Nobody at the local bike shop had virtual online casino ever seen a PBO spoke.  I showed them a loose spoke, which looks like a thick piece of limp spaghetti, and there was a lot of gathering around, “hey, check this out!”  Everyone passed a spoke around and just smiled with amazement at how floppy it was.

This shop is the same shop that custom made my other wheels, so they know wheels and they have seen pretty much every brand under the sun — until Spinergy.  I guess they are pretty unusual.

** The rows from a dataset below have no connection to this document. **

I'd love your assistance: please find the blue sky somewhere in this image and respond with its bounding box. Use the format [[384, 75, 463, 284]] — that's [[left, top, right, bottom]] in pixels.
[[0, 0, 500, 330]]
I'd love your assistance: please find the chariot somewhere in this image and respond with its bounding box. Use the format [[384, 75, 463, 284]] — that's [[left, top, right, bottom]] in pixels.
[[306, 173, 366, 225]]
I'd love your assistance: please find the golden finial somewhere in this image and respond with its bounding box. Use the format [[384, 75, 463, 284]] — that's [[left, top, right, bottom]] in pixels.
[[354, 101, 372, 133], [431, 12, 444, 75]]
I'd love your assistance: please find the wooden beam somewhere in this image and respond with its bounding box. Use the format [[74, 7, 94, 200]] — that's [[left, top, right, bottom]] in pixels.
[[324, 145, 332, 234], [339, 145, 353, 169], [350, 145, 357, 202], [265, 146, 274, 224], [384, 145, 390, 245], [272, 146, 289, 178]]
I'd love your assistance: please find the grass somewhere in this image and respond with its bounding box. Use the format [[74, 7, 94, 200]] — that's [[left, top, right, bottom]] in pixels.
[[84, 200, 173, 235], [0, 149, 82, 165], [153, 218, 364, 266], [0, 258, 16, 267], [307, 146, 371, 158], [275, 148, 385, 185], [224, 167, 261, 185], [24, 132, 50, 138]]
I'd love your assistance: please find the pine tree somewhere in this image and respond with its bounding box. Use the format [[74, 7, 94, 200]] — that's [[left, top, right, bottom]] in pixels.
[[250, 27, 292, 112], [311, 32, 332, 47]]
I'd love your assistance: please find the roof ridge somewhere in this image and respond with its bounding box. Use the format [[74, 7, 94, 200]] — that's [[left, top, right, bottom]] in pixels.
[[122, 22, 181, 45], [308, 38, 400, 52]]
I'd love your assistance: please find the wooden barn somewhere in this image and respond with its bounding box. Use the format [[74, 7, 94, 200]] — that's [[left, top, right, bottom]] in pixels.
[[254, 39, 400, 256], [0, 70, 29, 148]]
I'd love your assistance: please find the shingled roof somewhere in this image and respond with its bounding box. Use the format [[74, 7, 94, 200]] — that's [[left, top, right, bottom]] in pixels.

I gave the owner, who is also the head mechanic, the wheel and the spoke tools.  He put the wheel on the truing stand and got to work.  He was amazed at how difficult it was to turn the Spinergy wrench.  He had to insert a small awl through the wrench just to get enough leverage to turn it, and remained nervous that the spoke or the tool or both would snap at any moment due to the incredible amount of force he had to use to get the thing to turn, saying “I’ve never seen such a crappy design on a tool.”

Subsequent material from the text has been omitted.